On Android, interceptors are implemented using Retrofit, powered internally by OkHttp.

Retrofit itself does not define interceptors; OkHttp does.

Common Use Case: Authentication Header

class AuthInterceptor : Interceptor {
    override fun intercept(chain: Interceptor.Chain): Response {
        val request = chain.request()
            .newBuilder()
            .addHeader("Authorization", "Bearer TOKEN")
            .build()
        return chain.proceed(request)
    }
}

Attached to Retrofit via OkHttpClient, this interceptor ensures every API call carries the required token.

Why It Matters on Android

  • Eliminates duplicate header logic
  • Centralizes error handling
  • Keeps ViewModels and Repositories clean

React: Interceptors with Axios

React has no native interceptor mechanism. Instead, interceptors are provided by Axios, the most common HTTP client used in React applications.

Request Interceptor Example

axios.interceptors.request.use((config) => {
  const token = localStorage.getItem("token");
  if (token) {
    config.headers.Authorization = `Bearer ${token}`;
  }
  return config;
});

Response Interceptor Example

axios.interceptors.response.use(
  response => response,
  error => {
    if (error.response?.status === 401) {
      window.location.href = "/login";
    }
    return Promise.reject(error);
  }
);

Why It Matters in React

  • Keeps components focused on UI
  • Avoids repetitive try/catch blocks
  • Enables global auth and error policies

iOS (Swift): Interceptors with Alamofire

In native Swift, request interception can be implemented using URLProtocol, but in production apps, Alamofire provides a clean, first-class interceptor abstraction.

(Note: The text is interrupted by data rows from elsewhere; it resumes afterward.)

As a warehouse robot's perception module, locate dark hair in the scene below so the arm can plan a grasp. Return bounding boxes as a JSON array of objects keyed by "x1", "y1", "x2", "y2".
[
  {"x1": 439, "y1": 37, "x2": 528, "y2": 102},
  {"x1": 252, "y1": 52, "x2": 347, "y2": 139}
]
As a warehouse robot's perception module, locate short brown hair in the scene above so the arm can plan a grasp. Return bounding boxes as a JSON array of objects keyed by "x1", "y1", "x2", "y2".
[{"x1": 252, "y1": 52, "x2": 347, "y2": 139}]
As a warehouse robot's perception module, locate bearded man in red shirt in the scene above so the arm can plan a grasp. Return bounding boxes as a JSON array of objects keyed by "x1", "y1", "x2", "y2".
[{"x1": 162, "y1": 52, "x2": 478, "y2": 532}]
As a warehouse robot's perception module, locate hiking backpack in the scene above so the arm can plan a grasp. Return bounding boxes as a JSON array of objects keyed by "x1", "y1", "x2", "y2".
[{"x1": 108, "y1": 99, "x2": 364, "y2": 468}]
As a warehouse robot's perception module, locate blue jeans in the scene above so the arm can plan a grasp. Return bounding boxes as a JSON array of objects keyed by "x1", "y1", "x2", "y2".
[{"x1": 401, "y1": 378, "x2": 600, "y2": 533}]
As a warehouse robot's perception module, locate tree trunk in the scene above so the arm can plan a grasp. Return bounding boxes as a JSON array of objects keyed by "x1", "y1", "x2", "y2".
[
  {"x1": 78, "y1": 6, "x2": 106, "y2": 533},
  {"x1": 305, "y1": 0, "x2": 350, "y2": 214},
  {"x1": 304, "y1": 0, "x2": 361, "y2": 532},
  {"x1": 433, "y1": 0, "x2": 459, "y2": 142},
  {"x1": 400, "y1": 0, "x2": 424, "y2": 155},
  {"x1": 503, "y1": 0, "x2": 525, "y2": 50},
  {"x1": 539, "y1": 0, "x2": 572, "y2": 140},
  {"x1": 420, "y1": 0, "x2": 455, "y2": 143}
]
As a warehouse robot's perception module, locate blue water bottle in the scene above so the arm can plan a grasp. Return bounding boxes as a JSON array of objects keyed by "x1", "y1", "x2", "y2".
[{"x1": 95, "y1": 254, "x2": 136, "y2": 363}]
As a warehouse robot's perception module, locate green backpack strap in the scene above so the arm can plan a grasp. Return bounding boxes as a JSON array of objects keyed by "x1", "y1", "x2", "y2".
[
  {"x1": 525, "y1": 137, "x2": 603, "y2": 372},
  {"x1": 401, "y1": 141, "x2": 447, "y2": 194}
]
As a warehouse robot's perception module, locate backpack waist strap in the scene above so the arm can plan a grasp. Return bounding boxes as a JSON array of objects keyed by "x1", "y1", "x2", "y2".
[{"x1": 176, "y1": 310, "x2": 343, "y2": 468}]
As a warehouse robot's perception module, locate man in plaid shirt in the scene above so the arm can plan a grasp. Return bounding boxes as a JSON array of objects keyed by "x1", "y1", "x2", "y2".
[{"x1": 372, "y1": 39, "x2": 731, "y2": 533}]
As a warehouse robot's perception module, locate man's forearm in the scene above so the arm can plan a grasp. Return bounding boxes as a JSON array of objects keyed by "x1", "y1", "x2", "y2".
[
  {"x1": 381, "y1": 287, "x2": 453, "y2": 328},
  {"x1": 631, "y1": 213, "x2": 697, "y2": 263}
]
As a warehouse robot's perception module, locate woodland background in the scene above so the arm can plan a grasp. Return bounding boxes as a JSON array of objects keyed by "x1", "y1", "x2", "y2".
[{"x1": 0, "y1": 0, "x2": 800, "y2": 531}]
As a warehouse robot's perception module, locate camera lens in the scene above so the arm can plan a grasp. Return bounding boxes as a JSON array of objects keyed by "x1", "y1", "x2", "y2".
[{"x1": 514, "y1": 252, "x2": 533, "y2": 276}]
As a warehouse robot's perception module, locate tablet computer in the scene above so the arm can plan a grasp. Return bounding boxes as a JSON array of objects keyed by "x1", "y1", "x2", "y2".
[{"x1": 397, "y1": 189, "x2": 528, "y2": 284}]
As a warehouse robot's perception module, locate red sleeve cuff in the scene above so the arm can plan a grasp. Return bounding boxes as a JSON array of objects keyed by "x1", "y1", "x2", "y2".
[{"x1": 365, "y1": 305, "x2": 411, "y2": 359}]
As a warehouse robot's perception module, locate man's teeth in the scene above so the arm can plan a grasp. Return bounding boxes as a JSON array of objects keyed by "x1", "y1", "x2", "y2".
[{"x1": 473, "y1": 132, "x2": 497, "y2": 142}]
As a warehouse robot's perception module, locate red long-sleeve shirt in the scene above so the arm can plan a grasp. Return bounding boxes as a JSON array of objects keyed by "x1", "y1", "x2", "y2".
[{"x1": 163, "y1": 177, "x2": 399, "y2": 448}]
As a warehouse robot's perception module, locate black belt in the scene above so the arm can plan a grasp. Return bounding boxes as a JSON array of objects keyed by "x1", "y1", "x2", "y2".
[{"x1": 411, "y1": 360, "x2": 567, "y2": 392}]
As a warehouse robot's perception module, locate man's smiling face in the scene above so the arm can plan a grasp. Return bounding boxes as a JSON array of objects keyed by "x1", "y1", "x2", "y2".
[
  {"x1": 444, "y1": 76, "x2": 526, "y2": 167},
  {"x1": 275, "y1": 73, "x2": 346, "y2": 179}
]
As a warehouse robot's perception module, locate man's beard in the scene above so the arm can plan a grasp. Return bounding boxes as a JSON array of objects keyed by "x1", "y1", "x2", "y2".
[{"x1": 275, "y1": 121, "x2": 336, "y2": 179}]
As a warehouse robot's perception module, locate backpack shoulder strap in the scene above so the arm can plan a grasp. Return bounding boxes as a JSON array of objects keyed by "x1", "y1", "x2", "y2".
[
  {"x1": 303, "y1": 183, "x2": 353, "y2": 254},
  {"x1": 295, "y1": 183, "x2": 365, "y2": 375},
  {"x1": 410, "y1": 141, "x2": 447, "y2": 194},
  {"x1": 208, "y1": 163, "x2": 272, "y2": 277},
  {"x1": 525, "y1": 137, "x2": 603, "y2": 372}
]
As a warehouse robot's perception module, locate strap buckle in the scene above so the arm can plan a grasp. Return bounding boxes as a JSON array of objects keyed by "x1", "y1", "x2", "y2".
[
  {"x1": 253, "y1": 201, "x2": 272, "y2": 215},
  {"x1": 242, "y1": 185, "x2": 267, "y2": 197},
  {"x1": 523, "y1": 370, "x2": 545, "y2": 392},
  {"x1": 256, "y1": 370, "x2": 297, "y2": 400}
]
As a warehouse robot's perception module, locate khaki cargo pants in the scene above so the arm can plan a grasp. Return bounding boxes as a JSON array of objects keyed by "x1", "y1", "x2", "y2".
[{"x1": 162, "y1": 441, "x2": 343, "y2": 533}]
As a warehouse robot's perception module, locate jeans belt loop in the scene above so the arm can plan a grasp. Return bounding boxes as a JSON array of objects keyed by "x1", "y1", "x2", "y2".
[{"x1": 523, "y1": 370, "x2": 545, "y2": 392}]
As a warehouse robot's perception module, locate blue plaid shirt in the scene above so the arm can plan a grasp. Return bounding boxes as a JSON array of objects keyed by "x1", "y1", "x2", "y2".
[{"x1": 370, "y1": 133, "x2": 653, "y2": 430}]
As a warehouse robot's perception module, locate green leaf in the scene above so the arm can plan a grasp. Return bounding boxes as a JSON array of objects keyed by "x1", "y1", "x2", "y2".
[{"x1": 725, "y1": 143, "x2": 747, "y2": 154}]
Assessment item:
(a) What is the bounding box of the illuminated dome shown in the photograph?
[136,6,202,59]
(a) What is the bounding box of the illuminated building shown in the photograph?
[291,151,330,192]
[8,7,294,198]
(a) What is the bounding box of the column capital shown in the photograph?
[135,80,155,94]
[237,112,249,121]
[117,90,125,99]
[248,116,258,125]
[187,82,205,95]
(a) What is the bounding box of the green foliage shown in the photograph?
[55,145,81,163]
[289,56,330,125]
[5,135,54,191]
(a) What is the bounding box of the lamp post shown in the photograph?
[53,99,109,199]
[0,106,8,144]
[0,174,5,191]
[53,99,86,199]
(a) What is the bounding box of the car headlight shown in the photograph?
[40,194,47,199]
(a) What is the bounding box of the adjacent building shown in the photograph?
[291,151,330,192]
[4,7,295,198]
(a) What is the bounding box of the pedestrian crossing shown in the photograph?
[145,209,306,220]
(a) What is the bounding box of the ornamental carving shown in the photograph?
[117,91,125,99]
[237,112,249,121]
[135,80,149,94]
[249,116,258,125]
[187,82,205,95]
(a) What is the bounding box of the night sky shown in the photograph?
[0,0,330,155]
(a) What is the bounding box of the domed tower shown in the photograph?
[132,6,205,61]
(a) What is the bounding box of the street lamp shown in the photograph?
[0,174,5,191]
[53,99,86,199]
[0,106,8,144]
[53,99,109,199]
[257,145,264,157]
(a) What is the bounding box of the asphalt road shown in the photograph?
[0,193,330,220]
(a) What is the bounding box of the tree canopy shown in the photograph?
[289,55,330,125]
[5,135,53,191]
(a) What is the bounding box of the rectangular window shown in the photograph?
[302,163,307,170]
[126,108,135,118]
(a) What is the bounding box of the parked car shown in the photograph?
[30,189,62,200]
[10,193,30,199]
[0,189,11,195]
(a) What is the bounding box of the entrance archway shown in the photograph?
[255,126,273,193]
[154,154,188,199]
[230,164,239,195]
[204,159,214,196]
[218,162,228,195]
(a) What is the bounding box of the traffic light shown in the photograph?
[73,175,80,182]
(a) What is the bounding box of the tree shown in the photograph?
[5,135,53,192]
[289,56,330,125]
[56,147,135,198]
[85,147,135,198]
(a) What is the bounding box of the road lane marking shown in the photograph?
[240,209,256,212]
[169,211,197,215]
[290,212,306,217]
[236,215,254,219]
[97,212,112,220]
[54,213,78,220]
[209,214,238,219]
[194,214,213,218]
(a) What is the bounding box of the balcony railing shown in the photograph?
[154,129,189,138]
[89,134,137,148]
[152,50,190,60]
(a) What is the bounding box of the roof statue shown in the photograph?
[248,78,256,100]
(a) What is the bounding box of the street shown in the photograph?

Alamofire RequestInterceptor Example

class AuthInterceptor: RequestInterceptor {

    func adapt(_ urlRequest: URLRequest,
               for session: Session,
               completion: @escaping (Result<URLRequest, Error>) -> Void) {
        var request = urlRequest
        request.setValue("Bearer TOKEN", forHTTPHeaderField: "Authorization")
        completion(.success(request))
    }

    func retry(_ request: Request,
               for session: Session,
               dueTo error: Error,
               completion: @escaping (RetryResult) -> Void) {
        if request.response?.statusCode == 401 {
            completion(.retry)
        } else {
            completion(.doNotRetry)
        }
    }
}

Why It Matters on iOS

  • Clean separation of networking concerns
  • Built-in retry logic
  • Production-grade interceptor support

.NET: Interceptors with HttpClient and Middleware

.NET offers multiple interception layers depending on direction and scope.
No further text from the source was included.